Читаем Брамс. Вагнер. Верди полностью

За резким и принципиальным неприятием Верди инструментальной музыки прорисовываются в то же время фундаментальные проблемы, которые он едва ли осознавал. Существуют две крайние противоположности в музыкальном творчестве. Нашедшему свое высшее выражение в немецком симфонизме архитектонно-конструктивному принципу, идеалу формы у Баха, у Бетховена, противостоит иной род художественного выражения, который видит свою сущность в первичном акте творения. Вердиевское творчество целиком и полностью коренится именно в этом принципе, которого точно так же придерживается и композитор-песенник Шуберт. Лишь в поздних, зрелых инструментальных произведениях Шуберт научился по-своему справляться с симфоническим принципом построения. Он смог это сделать благодаря очень глубокому знакомству с музыкой его венских предшественников — Гайдна, Моцарта, и Бетховена. Эти отцы симфонического построения, при всем уважении к ним Верди, были и оставались чуждыми ему по своему существу. Его творчество и все неслыханно богатое развитие его стиля были сосредоточены на мелодии и на цели, для которой она предназначалась: на лирическом выражении драматических героев. Эта концентрация богатой, глубоко чувствующей натуры на самой непосредственной, самой недвусмысленной форме высказывания сделала стиль Верди столь несравненно выразительным.
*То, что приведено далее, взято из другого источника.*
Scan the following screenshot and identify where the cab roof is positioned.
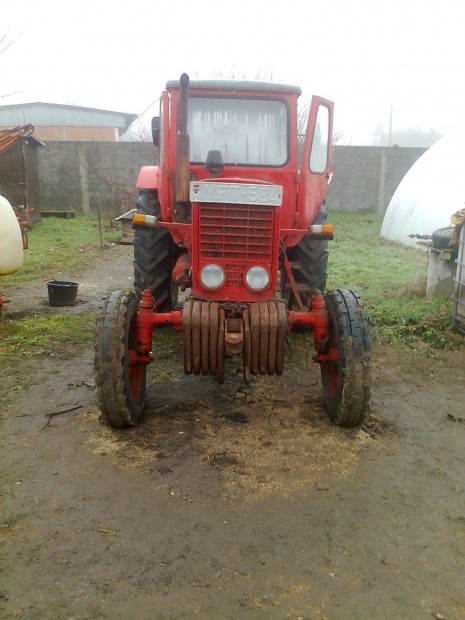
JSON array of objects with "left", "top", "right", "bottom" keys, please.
[{"left": 166, "top": 80, "right": 302, "bottom": 96}]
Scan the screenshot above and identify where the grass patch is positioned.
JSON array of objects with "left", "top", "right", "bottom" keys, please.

К вершинам его самого оптимистического творческого периода относится еще одно большое произведение — Реквием, который частично был написан еще до «Аиды», частично три года спустя. «Libera», заключительная часть, которую он сочинил для задуманного реквиема в память Россини, содержит существенные составные компоненты, которые он смог затем использовать в двух первых частях, «Requiem» и «Dies irae». Сейчас, конечно, нельзя установить, насколько окончательная редакция «Libera» совпадает с первоначальной. За пару лет до того, как Верди снова возобновил работу над Реквиемом, он показал фрагмент своему коллеге Альберто Маццукато, которого высоко ценил. Маццукато с восторгом отозвался о нем и стал советовать Верди завершить произведение. Верди отказался: «Если бы я в моем возрасте мог благопристойно краснеть, Ваши похвалы, которыми Вы засыпали мою работу, наверняка вогнали бы меня в краску. И вот — поглядите, на что способно композиторское честолюбие! — и вот Ваши слова почти пробудили во мне желание в один прекрасный день завершить всю мессу, в особенности потому, что при этом выяснилось бы, что я, за исключением всевозможных расширений, уже скомпоновал «Requiem» и «mes пае», которые вновь повторяются в «Libera». Подумайте только о достойных сожаления последствиях, которые могла вызвать Ваша похвала, и раскайтесь. Но будьте спокойны: это искушение пройдет, как и многие другие. Я не люблю излишеств. Уже есть так много, много заупокойных месс! Нет нужды добавлять к ним еще одну».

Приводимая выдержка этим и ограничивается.